Prayer is the offering in spirit

Angels pray!

Prayer is the offering in spirit that has done away with the sacrifices of old.  What good do I receive from the multiplicity of sacrifices? asks God.  I have had enough of burnt offerings of rams, and I do not want the fat of lambs and the blood of bulls and goats.  Who has asked for these from your hands?

What God has asked for we learn from the Gospel.  The hour will come, he says,  when true worshipers will worship the Father in spirit and in truth.  God is a spirit, and so he looks for worshipers who are like himself.

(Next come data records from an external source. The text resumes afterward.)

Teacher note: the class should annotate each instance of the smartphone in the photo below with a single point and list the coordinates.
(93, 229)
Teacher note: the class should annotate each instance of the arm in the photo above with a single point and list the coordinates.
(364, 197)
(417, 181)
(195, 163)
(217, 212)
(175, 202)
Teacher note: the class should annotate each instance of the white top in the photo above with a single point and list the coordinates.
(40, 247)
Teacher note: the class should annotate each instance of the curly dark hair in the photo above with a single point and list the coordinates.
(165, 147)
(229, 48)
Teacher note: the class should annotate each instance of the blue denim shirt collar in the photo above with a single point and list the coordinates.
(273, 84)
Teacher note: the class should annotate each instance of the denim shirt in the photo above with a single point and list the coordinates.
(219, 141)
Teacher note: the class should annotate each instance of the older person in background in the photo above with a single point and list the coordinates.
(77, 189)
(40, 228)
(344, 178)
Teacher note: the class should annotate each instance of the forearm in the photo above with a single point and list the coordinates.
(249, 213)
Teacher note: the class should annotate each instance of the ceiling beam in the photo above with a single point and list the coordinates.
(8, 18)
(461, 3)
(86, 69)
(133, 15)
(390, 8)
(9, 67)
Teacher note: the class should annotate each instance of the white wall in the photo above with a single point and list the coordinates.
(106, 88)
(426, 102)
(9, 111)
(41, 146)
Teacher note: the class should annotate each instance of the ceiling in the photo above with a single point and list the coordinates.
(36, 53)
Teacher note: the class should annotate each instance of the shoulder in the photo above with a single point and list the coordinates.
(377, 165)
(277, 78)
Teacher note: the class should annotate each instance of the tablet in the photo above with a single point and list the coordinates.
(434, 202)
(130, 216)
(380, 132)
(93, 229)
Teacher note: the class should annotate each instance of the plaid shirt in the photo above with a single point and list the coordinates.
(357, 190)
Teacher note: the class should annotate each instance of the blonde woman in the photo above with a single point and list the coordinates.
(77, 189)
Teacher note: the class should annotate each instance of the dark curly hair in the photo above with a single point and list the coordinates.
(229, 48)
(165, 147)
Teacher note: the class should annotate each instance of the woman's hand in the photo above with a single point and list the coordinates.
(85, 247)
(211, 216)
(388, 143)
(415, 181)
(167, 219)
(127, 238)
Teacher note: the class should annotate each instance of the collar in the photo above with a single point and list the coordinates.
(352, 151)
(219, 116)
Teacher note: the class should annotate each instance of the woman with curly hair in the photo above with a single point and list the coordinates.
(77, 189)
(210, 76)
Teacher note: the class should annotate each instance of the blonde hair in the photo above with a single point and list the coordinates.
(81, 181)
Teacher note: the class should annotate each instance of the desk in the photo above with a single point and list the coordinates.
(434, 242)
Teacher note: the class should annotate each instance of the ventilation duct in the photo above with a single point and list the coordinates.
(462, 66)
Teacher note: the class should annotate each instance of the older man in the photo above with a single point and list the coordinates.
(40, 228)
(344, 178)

We are true worshipers and true priests.  We pray in spirit, and so offer in spirit the sacrifice of prayer.  Prayer is an offering that belongs to God and is acceptable to him; it is the offering he has asked for, the offering he planned as his own.

We must dedicate this offering with our whole heart, we must fatten it on faith, tend it by truth, keep it unblemished through innocence and clean through chastity, and crown it with love.  We must escort it to the altar of God in a procession of good works to the sound of psalms and hymns.  Then it will gain for us all that we ask of God.

Since God asks for prayer offered in spirit and in truth, how can he deny anything to this kind of prayer?  How great is the evidence of its power, as we read and hear and believe.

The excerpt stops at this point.